‘The Wonderful Old Gentleman’ by Dorothy Parker

Including Parker feels like a cliché, and I can’t imagine she’d appreciate that, but – she’s inescapable. Parker’s inarguably one of the finest stylists of short form writing – poems, reviews, and, of course, short stories. 

‘The Wonderful Old Gentleman’ is Parker at her very best. It is set in a family’s hideously stifling sitting room, while the clan’s elderly patriarch is dying in a bedroom upstairs. As Parker can be, it is merciless from the opening lines:

“If the Bains had striven for years, they could have been no more successful in making their living-room into a small but admirably complete museum of objects suggesting strain, discomfort, or the tomb. Yet they had never even tried for the effect.”

As the story unfolds, we learn about the “old gentleman’s” oppressive presence, and the emotional and physical wear and tear he’s inflicted on the family. But is that enough to merit their hypocrisy as they sit, blandly exchanging platitudes as they wait for his death? This story is – like ‘A Telephone Call’ – torturous, as Parker conveys a crushing anxiety. Line by line, Parker’s one of the most cunningly quotable writers imaginable. But it is her ability to inflict emotion on the reader that makes her stories more than cruel caricature. We’re laughing at her characters, but somehow we feel the pain of being laughed at as well.

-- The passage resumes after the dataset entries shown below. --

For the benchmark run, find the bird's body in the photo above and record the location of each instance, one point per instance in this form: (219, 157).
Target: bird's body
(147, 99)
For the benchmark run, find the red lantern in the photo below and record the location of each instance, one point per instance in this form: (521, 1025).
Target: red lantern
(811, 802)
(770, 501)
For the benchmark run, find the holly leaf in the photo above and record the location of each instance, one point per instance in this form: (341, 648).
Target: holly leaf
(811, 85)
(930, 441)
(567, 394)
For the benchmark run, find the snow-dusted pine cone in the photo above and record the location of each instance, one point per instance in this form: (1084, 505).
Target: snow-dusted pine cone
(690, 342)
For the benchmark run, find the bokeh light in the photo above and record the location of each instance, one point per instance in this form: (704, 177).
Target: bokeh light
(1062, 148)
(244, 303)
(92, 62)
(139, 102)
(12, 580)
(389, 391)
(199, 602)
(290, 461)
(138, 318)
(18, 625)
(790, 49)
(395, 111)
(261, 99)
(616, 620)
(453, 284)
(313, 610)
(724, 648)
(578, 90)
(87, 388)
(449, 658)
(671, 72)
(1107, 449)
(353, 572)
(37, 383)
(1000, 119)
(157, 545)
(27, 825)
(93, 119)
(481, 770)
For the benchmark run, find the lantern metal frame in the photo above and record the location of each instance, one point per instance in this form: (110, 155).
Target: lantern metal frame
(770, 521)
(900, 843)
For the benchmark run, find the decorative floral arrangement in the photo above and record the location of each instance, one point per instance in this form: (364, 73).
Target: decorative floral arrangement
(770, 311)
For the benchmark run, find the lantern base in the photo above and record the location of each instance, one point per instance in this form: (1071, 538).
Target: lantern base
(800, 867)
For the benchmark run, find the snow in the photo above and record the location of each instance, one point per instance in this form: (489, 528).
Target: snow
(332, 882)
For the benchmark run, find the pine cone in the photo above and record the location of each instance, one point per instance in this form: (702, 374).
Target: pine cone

First published in Pictorial Review, January 1926. Collected in Complete Stories, Penguin, 1995

‘A Telephone Call’ by Dorothy Parker

If all you know about Dorothy Parker is that she had a zinging wit and a sad love life then you will pretty much know what to expect from ‘A Telephone Call’. It’s zingingly witty and achingly sad; it squeezes the rueful empathy of Parker’s longer works like ‘Big Blonde’ into a crammed monologue of infatuation, self-doubt and thwarted hope (we’re a long way, here, from the brilliant but frivolous ‘The Waltz’, a monologue that might seem to be from the same mould). “Oh, it’s so easy to be sweet to people before you love them!” the narrator cries, as she waits for her lover to call. Emotionally, it’s an exhausting thing to read, as one switchback slingshots you into the next; as a commentary on sexual politics, it’s uncompromisingly raw: “They don’t like you to tell them they’ve made you cry. They don’t like you to tell them you’re unhappy because of them. If you do, they think you’re possessive and exacting. And then they hate you. They hate you whenever you say anything you really think. You always have to keep playing little games.”

First published 1950

‘Arrangement in Black and White’ by Dorothy Parker

It’s worth remembering that Dorothy Parker left her estate to Martin Luther King Jr, whom she’d never met, with the proviso that, should anything happen to him, she’d like it turned over to the NAACP. Knowing that, read this scathing story (and clock when it was written).